Delivery of computer-based tests can be done using standard modules in generalpurpose item banking systems as the Examiner, the CAT-System and MicroCAT.
The last two packages also support adaptive testing. Besides by general-purpose packages, these facilities are also available in packages that are purposefully designed to deliver specific tests. For instance, the Accuplacer, developed by ETS for the College Board (ETS, 1990), is developed for administering computerized placement tests. These tests cover reading comprehension, sentence skills, arithmetic skills, elementary algebra skills and college level mathematics. Besides test administration, the package also includes a placement management system, where placement advice is given using the test results, and a placement research service system for updating the placement procedure.

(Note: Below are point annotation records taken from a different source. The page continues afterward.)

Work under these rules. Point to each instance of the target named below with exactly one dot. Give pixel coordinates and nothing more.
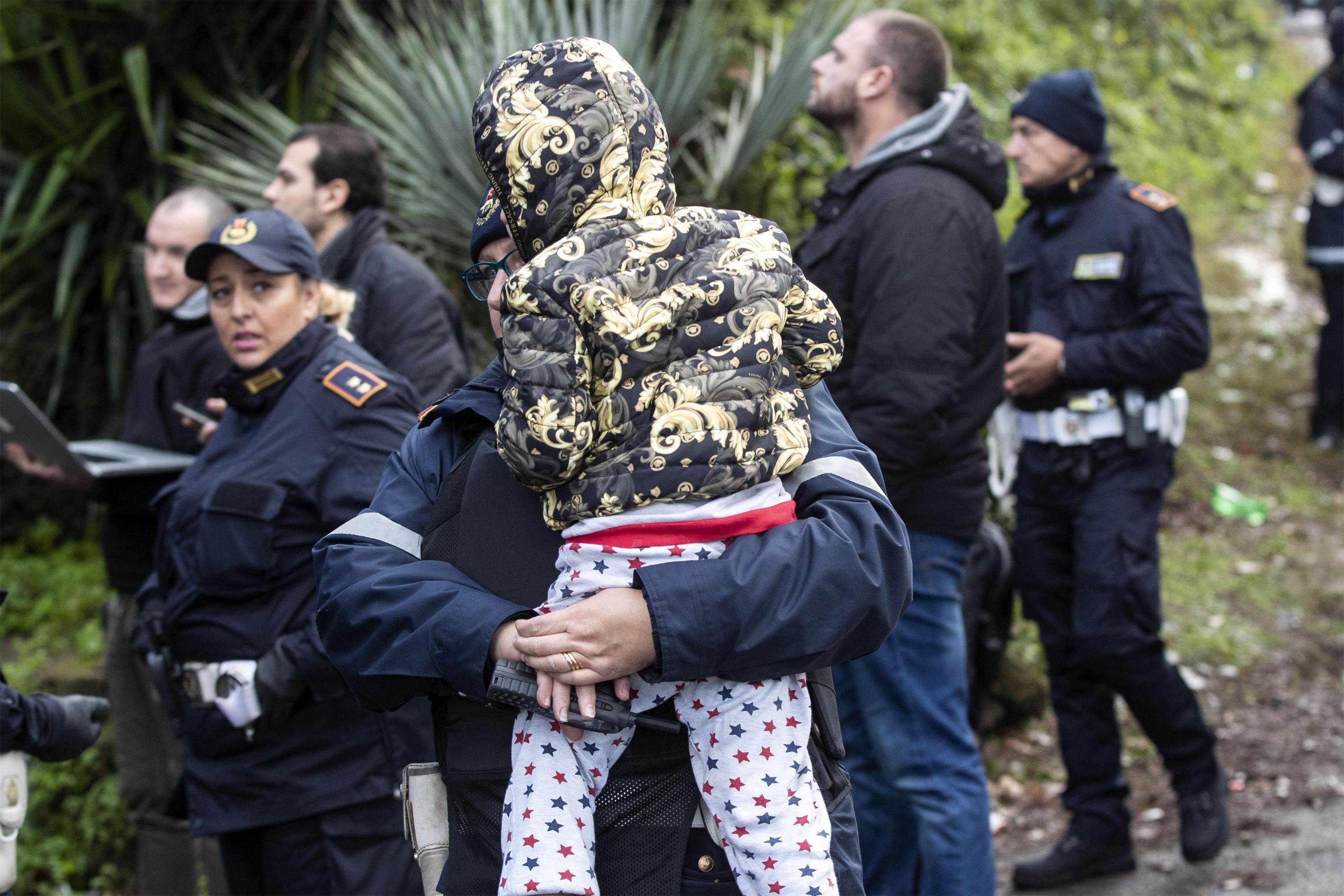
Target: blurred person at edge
(908, 249)
(1322, 135)
(181, 362)
(280, 762)
(1105, 318)
(331, 180)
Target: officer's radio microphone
(514, 687)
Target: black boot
(1073, 860)
(1203, 822)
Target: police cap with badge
(265, 238)
(272, 241)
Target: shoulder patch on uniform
(1100, 266)
(1155, 198)
(354, 383)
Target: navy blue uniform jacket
(234, 570)
(826, 589)
(1108, 269)
(1322, 136)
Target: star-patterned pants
(749, 752)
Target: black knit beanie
(1068, 104)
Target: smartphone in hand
(192, 417)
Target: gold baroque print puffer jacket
(654, 352)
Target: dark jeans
(1328, 414)
(918, 781)
(1088, 570)
(353, 851)
(148, 767)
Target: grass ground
(1254, 614)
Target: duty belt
(229, 686)
(1096, 416)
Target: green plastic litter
(1229, 501)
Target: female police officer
(280, 762)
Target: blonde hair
(336, 305)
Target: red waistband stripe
(651, 535)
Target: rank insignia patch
(354, 383)
(1100, 266)
(1152, 196)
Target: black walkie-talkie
(514, 687)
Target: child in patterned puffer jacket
(658, 360)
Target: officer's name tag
(1104, 266)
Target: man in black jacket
(906, 248)
(181, 362)
(331, 180)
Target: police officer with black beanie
(1105, 316)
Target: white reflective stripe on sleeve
(846, 468)
(379, 528)
(1323, 256)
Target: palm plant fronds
(410, 77)
(729, 139)
(237, 159)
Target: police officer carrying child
(1106, 316)
(424, 592)
(281, 762)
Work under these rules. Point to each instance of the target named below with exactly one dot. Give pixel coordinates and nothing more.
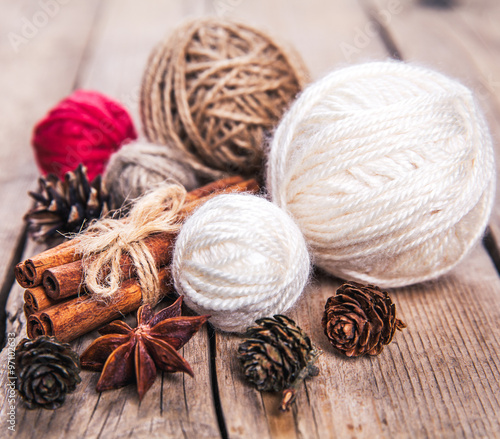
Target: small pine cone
(275, 352)
(46, 371)
(68, 206)
(360, 319)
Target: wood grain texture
(439, 377)
(176, 405)
(32, 55)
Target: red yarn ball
(86, 127)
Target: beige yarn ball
(388, 169)
(215, 90)
(137, 167)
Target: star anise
(124, 353)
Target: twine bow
(107, 240)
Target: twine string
(107, 240)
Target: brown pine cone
(360, 319)
(46, 370)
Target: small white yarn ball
(239, 258)
(388, 170)
(139, 166)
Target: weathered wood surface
(439, 378)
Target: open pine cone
(65, 206)
(278, 355)
(47, 370)
(360, 320)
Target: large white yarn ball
(388, 170)
(239, 258)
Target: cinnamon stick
(35, 300)
(30, 272)
(63, 281)
(72, 318)
(35, 327)
(67, 280)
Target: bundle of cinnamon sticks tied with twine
(81, 285)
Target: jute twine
(105, 241)
(215, 90)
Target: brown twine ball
(215, 90)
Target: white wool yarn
(388, 170)
(238, 258)
(140, 166)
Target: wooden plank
(462, 42)
(410, 390)
(33, 52)
(438, 378)
(327, 34)
(326, 40)
(172, 408)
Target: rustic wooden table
(439, 378)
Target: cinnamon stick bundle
(67, 280)
(56, 275)
(30, 272)
(35, 299)
(69, 319)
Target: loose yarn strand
(107, 240)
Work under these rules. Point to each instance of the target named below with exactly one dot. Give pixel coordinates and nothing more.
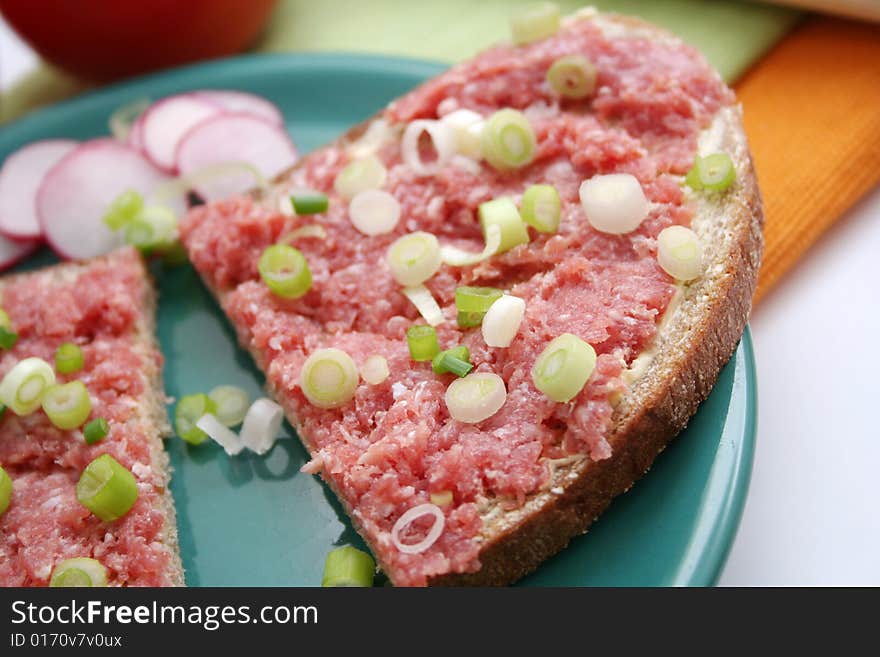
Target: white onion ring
(413, 514)
(455, 257)
(220, 434)
(444, 143)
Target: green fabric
(731, 34)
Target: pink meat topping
(98, 310)
(395, 443)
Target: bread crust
(697, 338)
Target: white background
(812, 513)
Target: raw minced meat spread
(98, 309)
(395, 444)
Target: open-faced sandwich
(487, 309)
(84, 498)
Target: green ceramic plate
(258, 521)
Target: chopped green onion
(714, 172)
(469, 320)
(96, 430)
(67, 405)
(442, 498)
(452, 361)
(414, 258)
(309, 202)
(23, 386)
(329, 378)
(422, 342)
(679, 253)
(81, 571)
(375, 369)
(564, 367)
(152, 228)
(68, 358)
(123, 209)
(231, 403)
(5, 491)
(541, 208)
(502, 212)
(285, 271)
(476, 299)
(475, 397)
(507, 140)
(356, 176)
(348, 566)
(461, 353)
(8, 338)
(572, 76)
(189, 409)
(535, 23)
(502, 321)
(107, 488)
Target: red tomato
(107, 39)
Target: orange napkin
(812, 114)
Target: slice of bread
(667, 380)
(112, 317)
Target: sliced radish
(240, 102)
(77, 191)
(11, 251)
(20, 177)
(234, 138)
(168, 120)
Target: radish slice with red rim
(12, 252)
(234, 138)
(76, 192)
(20, 177)
(241, 102)
(167, 121)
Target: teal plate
(257, 521)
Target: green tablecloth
(732, 34)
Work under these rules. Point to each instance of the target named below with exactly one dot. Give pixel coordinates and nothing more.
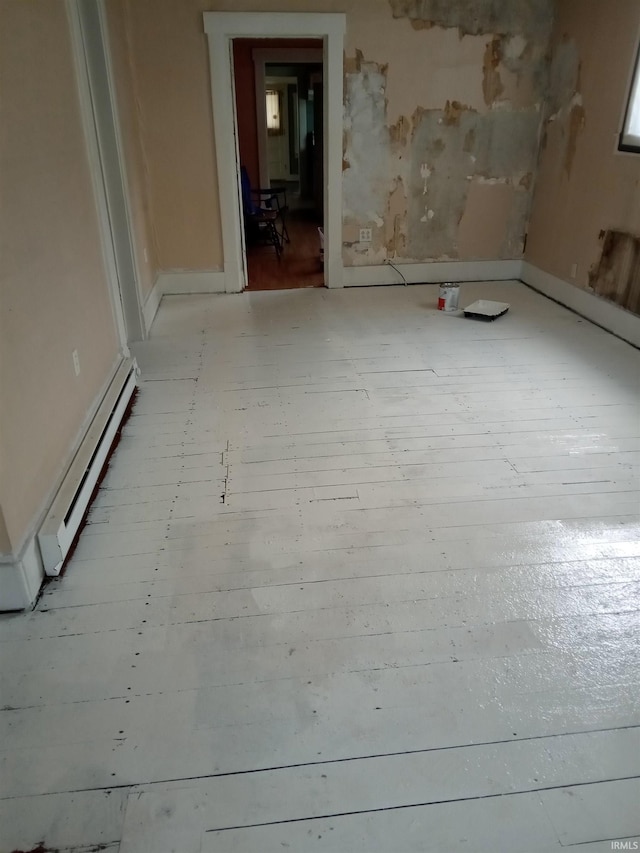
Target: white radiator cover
(59, 529)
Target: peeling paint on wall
(367, 145)
(427, 182)
(617, 274)
(528, 18)
(564, 101)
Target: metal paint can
(448, 297)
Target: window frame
(629, 143)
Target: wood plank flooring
(299, 265)
(362, 576)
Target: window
(274, 113)
(630, 136)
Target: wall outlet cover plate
(485, 309)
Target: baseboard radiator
(70, 505)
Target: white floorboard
(362, 576)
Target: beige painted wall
(53, 293)
(144, 237)
(583, 185)
(402, 71)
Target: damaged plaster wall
(586, 192)
(442, 119)
(463, 75)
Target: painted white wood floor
(362, 577)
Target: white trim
(137, 263)
(432, 272)
(221, 28)
(21, 574)
(261, 56)
(21, 578)
(150, 307)
(95, 167)
(588, 304)
(69, 506)
(177, 282)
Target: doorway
(224, 28)
(279, 109)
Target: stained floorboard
(361, 577)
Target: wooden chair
(264, 215)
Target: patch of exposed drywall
(366, 148)
(528, 18)
(410, 182)
(427, 173)
(453, 149)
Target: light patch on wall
(485, 220)
(564, 103)
(453, 149)
(527, 18)
(367, 143)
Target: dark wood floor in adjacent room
(299, 265)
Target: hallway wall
(584, 185)
(53, 288)
(442, 119)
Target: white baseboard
(151, 306)
(22, 573)
(21, 578)
(432, 272)
(199, 281)
(600, 311)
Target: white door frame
(124, 289)
(221, 28)
(283, 56)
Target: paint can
(448, 297)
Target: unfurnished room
(319, 426)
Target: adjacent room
(296, 553)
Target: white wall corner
(21, 578)
(432, 272)
(611, 317)
(175, 282)
(151, 305)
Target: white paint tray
(485, 309)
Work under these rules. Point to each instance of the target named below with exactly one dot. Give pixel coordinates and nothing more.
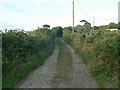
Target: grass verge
(64, 64)
(11, 79)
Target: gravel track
(43, 76)
(81, 75)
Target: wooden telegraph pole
(93, 23)
(73, 17)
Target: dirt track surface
(43, 76)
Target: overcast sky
(29, 14)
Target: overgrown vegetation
(22, 52)
(100, 50)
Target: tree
(86, 26)
(58, 31)
(79, 28)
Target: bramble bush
(22, 52)
(104, 46)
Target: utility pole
(73, 17)
(93, 23)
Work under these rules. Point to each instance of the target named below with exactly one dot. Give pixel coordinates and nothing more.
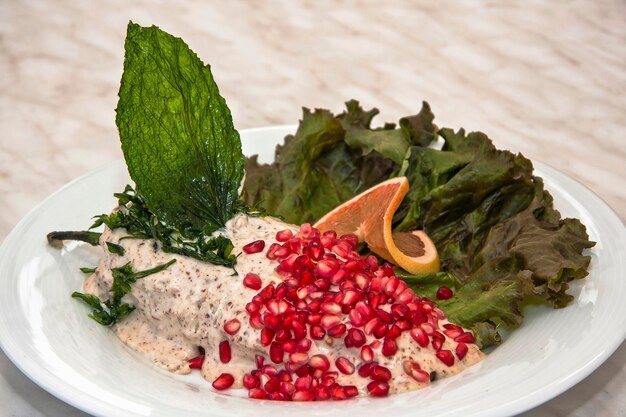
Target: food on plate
(194, 277)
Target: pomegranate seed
(196, 363)
(276, 352)
(337, 331)
(461, 350)
(444, 293)
(272, 385)
(331, 308)
(355, 338)
(329, 321)
(420, 336)
(380, 373)
(351, 391)
(344, 365)
(319, 362)
(446, 357)
(393, 332)
(252, 281)
(284, 235)
(326, 268)
(350, 239)
(367, 354)
(365, 369)
(317, 332)
(302, 396)
(257, 394)
(389, 347)
(303, 345)
(252, 308)
(466, 337)
(337, 392)
(250, 381)
(254, 247)
(298, 358)
(232, 326)
(349, 297)
(378, 389)
(224, 381)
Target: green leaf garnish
(113, 310)
(177, 134)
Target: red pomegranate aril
(380, 373)
(366, 368)
(446, 357)
(276, 352)
(232, 326)
(254, 247)
(303, 345)
(329, 321)
(272, 385)
(461, 350)
(224, 381)
(326, 268)
(284, 235)
(349, 297)
(337, 331)
(337, 392)
(298, 358)
(372, 325)
(378, 388)
(355, 337)
(257, 394)
(389, 347)
(406, 296)
(380, 331)
(320, 362)
(302, 395)
(419, 335)
(367, 354)
(444, 293)
(466, 337)
(252, 308)
(250, 381)
(252, 281)
(287, 388)
(317, 332)
(394, 332)
(331, 308)
(225, 353)
(196, 363)
(350, 239)
(344, 365)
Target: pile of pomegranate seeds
(329, 292)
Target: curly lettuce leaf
(177, 133)
(500, 241)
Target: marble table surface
(547, 79)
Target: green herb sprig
(113, 310)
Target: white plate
(49, 337)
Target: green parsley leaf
(177, 133)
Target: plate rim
(81, 400)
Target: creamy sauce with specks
(185, 307)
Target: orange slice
(369, 216)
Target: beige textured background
(547, 79)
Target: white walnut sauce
(185, 307)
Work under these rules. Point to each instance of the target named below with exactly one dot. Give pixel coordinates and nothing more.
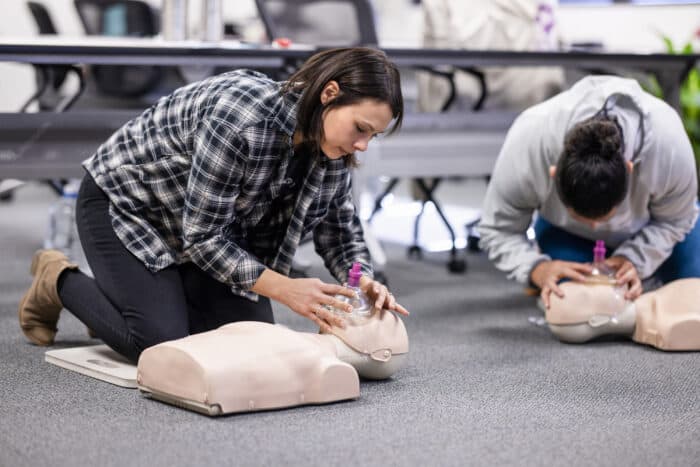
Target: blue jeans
(560, 244)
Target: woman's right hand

ACT developed a comparable system called Compass (ACT, 1993).
One step further from general-purpose software are the systems developed to support complete examination organizations. A good example is the system for the Graduate Record Examinations (GRE) in America organized by ETS in combination with Sylvan Learning Systems. The GRE is a computerized and adaptive test that is administered in test centers; in 1994 ETS had 245 test centers in operation. Some of the arguments of ETS (ETS, 1994) to switch to computerized test administration are:
• It makes it possible for students to schedule tests at their convenience, rather then limiting testing to a few unmovable dates;
• Tests can be taken in a more comfortable setting and with fewer people than in large, paper-and-pencil administrations;
• Faster score reporting to the student and electronic processing of results;
• Wider range of questions and test content.
Operating this system, of course, involves more than just software for computer adaptive testing, it involves an organization and systems for scheduling, administration, accounting, identification of students, troubleshooting, reporting and handling of complaints. Summing up, computer-based test administration is implemented in various models: as general-purpose software, as medium for specific tests, and as part of an extended examination system.